Atlanta-based U.S. fast-food chain Chick-Fil-A currently offers food at 2,700 restaurants in nearly every U.S. state, as well as a few select stores in Canada and Puerto Rico. Now the company is looking to grab a bigger bite of the global market.
Chick-Fil-A has had failed attempts in international markets. From 1996 to 2001, Chick-Fil-A was present in South Africa, but then withdrew because the company failed to build brand awareness. In 2019, the company failed to establish a market in the United Kingdom when it pulled out after widespread protests over the company’s donations to anti-LGBTQ organizations.
But the company didn’t give up. Soon after, in 2021, CEO Dan Cathy, son of founder Truett Cathy, announced that international expansion was again on the horizon, and the chicken giant opened restaurants in Canada. And just last week, in March 2023, the founder’s grandson, Andrew Cathy, outlined the company’s next steps in global markets.
The company, best known to customers for its fried chicken sandwiches and impeccable service, and to franchisees for low cost of entry and one of the highest sales per location, plans to invest $1 billion in markets in Europe and Asia.
Chick-Fil-A is clearly planning for the long haul. The first restaurants will open in 2026, and in the years leading up to 2030, the chain plans to focus on five international markets.

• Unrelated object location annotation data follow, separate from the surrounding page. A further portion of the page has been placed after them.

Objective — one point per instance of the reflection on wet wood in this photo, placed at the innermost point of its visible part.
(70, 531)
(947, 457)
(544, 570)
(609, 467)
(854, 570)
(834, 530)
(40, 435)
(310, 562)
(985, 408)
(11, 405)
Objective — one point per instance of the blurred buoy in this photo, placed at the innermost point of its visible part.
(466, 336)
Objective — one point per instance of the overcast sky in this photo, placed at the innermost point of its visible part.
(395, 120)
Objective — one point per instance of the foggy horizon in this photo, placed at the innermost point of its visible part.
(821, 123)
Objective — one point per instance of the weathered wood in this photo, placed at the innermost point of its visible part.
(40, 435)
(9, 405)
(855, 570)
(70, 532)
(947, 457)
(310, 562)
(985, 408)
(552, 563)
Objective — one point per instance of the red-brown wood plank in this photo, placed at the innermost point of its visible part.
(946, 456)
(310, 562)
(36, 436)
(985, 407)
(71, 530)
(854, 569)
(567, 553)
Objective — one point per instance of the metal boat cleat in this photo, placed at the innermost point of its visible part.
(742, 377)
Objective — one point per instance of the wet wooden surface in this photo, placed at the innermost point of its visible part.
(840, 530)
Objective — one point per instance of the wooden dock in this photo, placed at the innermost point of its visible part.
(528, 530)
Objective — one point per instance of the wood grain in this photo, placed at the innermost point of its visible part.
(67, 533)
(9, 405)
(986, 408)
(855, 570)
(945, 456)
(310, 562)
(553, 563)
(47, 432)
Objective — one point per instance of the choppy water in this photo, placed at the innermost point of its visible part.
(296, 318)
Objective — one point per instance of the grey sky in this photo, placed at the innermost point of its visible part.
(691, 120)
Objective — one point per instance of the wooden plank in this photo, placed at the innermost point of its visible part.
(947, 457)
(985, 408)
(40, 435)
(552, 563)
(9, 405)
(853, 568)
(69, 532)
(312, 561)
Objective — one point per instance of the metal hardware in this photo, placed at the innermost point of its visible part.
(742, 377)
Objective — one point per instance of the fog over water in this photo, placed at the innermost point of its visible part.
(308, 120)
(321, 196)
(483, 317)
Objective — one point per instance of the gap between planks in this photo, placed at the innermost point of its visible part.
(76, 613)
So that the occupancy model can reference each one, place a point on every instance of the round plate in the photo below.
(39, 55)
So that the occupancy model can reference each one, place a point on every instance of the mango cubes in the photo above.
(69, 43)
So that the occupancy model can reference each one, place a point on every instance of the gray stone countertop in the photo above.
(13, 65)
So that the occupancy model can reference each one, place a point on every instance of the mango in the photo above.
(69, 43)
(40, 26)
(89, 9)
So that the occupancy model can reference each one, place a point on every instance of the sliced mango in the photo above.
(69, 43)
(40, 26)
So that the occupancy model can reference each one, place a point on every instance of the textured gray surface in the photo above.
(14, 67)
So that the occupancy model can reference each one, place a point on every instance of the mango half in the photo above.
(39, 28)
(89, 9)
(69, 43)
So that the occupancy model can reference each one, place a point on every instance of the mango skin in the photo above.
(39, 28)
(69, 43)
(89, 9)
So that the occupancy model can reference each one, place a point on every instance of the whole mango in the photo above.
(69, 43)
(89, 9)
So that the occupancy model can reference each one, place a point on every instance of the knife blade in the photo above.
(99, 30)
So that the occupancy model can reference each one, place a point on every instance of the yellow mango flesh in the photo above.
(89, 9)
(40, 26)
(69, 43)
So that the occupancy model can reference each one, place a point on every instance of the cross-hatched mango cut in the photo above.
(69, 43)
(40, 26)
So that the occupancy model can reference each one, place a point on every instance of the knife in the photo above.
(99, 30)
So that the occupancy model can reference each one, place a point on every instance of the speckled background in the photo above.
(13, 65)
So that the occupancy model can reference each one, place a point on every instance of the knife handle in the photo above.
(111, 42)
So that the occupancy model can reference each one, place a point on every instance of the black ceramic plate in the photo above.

With $16.7 billion in sales, Chick-Fil-A is the third largest restaurant chain in the United States, surpassed only by McDonald’s and Starbucks. Internationally, however, competition is fierce, and one wonders if Chick-Fil-A will be able to compete with the other chicken giant, KFC, which currently operates 24,000 restaurants worldwide and opened a new restaurant EVERY TWO HOURS between 2021 and 2022? Size matters, and you can’t discount KFC’s long history in China that comes with a deep understanding of the market and the political environment, which the company has leveraged very successfully. It’ll also be interesting to see if Chick-Fil-A’s restrictive policy of retaining ownership of all restaurants will fly. Time will tell if people will eat more chicken globally!